Kruger row becomes ‘racist game’

Kruger Row Becomes 'racist Game'

A heated race row has erupted over plans to develop two hotels in the Kruger National Park aimed at attracting “black diamonds” to the world-renowned reserve.

SANParks chief executive David Mabunda this week lashed out at the “racial slurs” expressed by members of a vocal lobby group set up in May to oppose the proposed hotels.

Called Aikona (Against Interference in Kruger Our Nature Asset), the group says it has a membership of more than 250. Its criticisms on social media have been particularly vociferous.

“The racial slurs expressed by some members of the public professing to be supporters of Aikona have not only surfaced in the Lowveld media but also in various newspaper letters, blogs, SANParks forum, Facebook and Twitter. It has become one of Aikona’s hallmarks,” Mabunda wrote to Gerhard Smit, the group’s convenor.

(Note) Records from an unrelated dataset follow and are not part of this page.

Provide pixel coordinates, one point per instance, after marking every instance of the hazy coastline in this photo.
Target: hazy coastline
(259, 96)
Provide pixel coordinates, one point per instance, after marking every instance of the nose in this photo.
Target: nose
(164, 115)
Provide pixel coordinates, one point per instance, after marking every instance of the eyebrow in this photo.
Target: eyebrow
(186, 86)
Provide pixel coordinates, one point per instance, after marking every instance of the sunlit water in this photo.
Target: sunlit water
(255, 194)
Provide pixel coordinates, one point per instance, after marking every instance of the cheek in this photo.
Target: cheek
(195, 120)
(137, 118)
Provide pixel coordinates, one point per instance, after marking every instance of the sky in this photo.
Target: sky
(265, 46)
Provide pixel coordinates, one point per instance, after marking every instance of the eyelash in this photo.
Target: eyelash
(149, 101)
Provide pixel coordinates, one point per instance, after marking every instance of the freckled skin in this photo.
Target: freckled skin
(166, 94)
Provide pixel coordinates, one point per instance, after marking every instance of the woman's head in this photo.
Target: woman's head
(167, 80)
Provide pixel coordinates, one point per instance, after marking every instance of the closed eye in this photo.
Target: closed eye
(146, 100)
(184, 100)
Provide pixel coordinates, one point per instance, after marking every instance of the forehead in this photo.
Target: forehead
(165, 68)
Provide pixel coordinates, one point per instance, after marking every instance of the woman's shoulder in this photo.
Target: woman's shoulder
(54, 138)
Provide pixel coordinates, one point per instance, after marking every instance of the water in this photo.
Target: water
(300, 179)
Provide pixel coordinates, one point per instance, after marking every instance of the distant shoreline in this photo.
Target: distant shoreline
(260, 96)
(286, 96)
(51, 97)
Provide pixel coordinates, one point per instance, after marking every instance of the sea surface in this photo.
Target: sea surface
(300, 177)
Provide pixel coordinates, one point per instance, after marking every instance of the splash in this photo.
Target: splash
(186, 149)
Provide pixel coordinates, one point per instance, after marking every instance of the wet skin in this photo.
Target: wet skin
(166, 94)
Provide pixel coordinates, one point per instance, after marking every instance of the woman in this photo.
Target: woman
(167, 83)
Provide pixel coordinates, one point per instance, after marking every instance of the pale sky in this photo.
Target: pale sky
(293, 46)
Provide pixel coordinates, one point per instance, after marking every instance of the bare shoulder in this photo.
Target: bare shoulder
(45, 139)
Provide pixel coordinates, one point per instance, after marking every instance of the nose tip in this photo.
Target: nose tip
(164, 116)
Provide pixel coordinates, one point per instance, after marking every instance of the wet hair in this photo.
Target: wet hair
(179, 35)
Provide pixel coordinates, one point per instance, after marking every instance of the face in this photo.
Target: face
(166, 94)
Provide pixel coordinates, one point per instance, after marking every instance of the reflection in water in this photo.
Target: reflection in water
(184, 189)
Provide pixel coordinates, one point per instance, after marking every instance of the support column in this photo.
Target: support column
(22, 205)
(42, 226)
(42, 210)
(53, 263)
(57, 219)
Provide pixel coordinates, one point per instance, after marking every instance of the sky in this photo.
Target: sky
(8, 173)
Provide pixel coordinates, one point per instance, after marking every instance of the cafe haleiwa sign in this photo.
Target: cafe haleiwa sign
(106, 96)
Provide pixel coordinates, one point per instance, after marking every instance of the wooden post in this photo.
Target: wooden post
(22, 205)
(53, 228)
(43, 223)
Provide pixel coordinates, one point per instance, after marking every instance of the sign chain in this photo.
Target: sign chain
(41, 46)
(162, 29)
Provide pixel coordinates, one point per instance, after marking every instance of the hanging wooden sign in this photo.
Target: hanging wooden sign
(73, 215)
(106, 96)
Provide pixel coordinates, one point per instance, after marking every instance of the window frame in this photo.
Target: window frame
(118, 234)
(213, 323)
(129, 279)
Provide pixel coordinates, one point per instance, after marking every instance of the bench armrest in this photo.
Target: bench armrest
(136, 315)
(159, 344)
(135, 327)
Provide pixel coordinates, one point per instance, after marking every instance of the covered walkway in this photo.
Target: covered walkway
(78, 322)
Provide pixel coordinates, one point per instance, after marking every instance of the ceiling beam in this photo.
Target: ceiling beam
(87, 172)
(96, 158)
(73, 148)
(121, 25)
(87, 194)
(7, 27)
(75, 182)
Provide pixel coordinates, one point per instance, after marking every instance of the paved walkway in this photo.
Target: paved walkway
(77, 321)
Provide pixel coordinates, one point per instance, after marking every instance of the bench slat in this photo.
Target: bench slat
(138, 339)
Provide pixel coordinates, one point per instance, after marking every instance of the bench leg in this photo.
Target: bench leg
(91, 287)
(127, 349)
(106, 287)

Mabunda also wrote a lengthy response published in the Lowvelder newspaper, in reply to “the cacophony of veiled racist rants” raised in a letter to the editor by “Leon of Nelspruit”.

“Leon” had asked whether the “black diamonds” wanted hotels in the park. “Are these people going to be happy to sit in the hotel after sunset and listen to the sounds of the African bush? Before long there will be in-house entertainment; a nightclub and then a casino to keep the money moving,” he wrote.

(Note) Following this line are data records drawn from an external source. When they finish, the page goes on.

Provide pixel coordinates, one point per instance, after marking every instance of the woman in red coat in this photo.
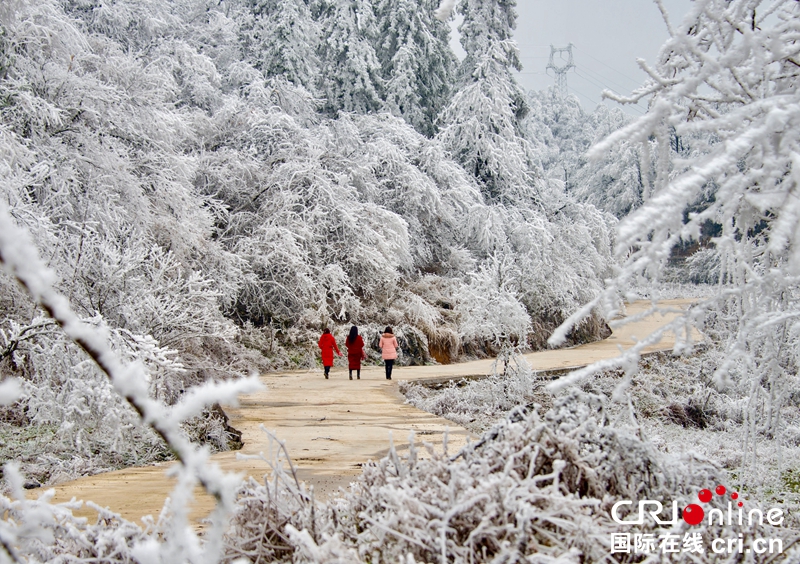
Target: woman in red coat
(355, 351)
(327, 345)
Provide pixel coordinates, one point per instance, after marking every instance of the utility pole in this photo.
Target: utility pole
(561, 70)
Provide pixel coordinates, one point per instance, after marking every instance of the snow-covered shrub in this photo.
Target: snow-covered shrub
(740, 176)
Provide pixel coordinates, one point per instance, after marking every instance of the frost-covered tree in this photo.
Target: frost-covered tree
(418, 66)
(282, 39)
(481, 125)
(729, 74)
(350, 74)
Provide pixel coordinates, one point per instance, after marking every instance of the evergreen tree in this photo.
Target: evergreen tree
(417, 64)
(281, 40)
(350, 72)
(481, 125)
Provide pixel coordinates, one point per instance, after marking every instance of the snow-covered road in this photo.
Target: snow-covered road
(333, 426)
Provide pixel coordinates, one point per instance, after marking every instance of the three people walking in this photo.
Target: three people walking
(355, 351)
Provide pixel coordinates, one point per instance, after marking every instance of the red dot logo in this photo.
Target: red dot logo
(693, 513)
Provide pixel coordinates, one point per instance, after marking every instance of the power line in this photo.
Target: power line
(637, 82)
(602, 78)
(562, 69)
(599, 85)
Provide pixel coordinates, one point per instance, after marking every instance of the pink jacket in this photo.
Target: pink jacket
(388, 346)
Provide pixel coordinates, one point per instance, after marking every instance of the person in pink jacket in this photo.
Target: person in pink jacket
(388, 346)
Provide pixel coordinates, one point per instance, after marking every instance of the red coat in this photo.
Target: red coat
(328, 344)
(355, 352)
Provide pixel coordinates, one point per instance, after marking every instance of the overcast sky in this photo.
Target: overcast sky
(607, 36)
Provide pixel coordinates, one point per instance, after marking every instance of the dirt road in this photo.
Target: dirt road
(333, 426)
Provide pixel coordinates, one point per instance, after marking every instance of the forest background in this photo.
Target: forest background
(212, 183)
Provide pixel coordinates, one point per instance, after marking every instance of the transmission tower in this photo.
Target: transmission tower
(561, 69)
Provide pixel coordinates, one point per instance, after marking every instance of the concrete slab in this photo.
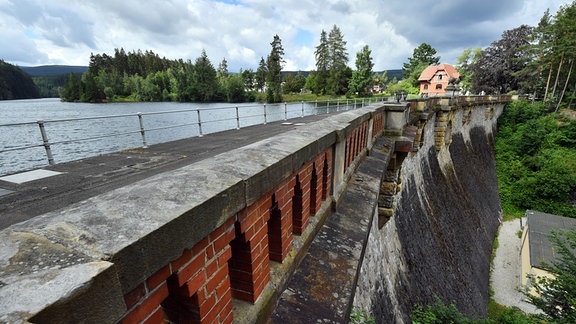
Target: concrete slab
(29, 176)
(4, 192)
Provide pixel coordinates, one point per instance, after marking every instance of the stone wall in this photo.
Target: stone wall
(436, 239)
(219, 239)
(214, 241)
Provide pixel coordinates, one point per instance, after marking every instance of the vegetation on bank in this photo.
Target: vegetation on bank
(556, 296)
(16, 84)
(536, 160)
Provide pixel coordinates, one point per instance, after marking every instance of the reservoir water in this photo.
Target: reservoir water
(74, 139)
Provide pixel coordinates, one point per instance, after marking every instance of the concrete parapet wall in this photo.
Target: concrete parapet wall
(185, 244)
(216, 241)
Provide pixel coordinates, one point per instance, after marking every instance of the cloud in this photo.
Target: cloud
(67, 31)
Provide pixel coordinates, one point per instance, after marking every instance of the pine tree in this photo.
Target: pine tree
(222, 71)
(204, 80)
(362, 80)
(261, 74)
(274, 76)
(423, 55)
(322, 55)
(338, 59)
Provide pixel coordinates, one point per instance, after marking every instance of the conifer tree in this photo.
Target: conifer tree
(274, 77)
(322, 55)
(338, 58)
(261, 74)
(362, 79)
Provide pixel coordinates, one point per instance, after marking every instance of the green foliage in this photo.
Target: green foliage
(332, 73)
(439, 313)
(362, 80)
(535, 160)
(422, 57)
(294, 84)
(274, 64)
(557, 296)
(464, 65)
(16, 84)
(360, 316)
(495, 69)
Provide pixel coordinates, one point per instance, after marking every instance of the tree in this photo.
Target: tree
(71, 91)
(322, 55)
(362, 80)
(422, 57)
(261, 74)
(274, 77)
(464, 64)
(15, 83)
(557, 296)
(249, 81)
(496, 68)
(204, 82)
(340, 73)
(222, 71)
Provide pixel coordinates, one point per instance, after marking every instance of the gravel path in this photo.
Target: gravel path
(505, 278)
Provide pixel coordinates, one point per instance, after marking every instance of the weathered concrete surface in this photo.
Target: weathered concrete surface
(89, 177)
(439, 241)
(138, 224)
(322, 288)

Mabunda took him to task for his “ignorance, prejudice and anger born from his hatred of the new democratic government — In a nutshell, Leon says we are building hotels for ‘black diamonds’ who will destroy the Kruger with their luxury vehicles speeding at 120km/h, loud music, nightclubs and casinos. These are stereotypes that he associates with black people.”

In an even lengthier missive, leaders of a community forum that says it represents more than three million people in villages surrounding the park said they supported the hotels because they would provide about 200 jobs.

“We note the racist tendencies of the people who are against the building of the hotels. All these things that are being said about negative human impact affecting the park have not been expressed before. Why must they be said when it is the turn of black communities to enjoy their natural heritage?” the forum said.

“We do not accept or support the objection of a group who call themselves ‘Aikona’ (a derogatory Fanagalo expression). They are not being constructive and want to keep Kruger Park the way it was before 1994.”

In recent years, SANParks has identified the black middle class as a “primary audience” for its marketing campaigns. The two proposed Kruger developments — one a hotel in the south of the park near Malalane, the other a conference lodge in the main camp, Skukuza — will introduce 400 beds and four-star facilities aimed at catering primarily for “black diamonds”.

The Malalane hotel has been strongly opposed by local tour operators, private hotels outside the reserve and conservationists, including former Kruger warden Salomon Joubert. Their concerns include potential overcrowding and increased traffic in the reserve.

They also say an environmental impact assessment was commissioned six months after the tender for the project was awarded and that there was insufficient public consultation before SANParks decided to go ahead with the plans.

Smit this week denied Aikona had a racist agenda. Its objective was to stop the hotels because they exceeded SANParks’ mandate under the Protected Areas Act to “provide spiritual, scientific, educational, recreational and tourism opportunities which are environmentally compatible”.

“I am not aware of any of our members playing the race card. In my opening address at our May meeting I requested that all involved should refrain from SANParks-bashing and racist connotations,” Smit said.

He had also asked members to stop calling themselves “purists” after Mabunda made public statements that visiting the Kruger for a nature experience was old-fashioned and elitist.

A post on Aikona’s news group late last month said it was time to start a global petition against the hotels because “this whole SANParks debacle smacks of typical ‘new South African’ governance, whereby they will simply go ahead regardless of what we, the unfortunate minority in this country, feel or say about it.

“It is sadly no longer about conservation but about racism. In Dr Mabunda’s last couple of replies, I can read that this is openly a racist game. They are openly against anything of ‘white’ origin,” wrote Glen Dean.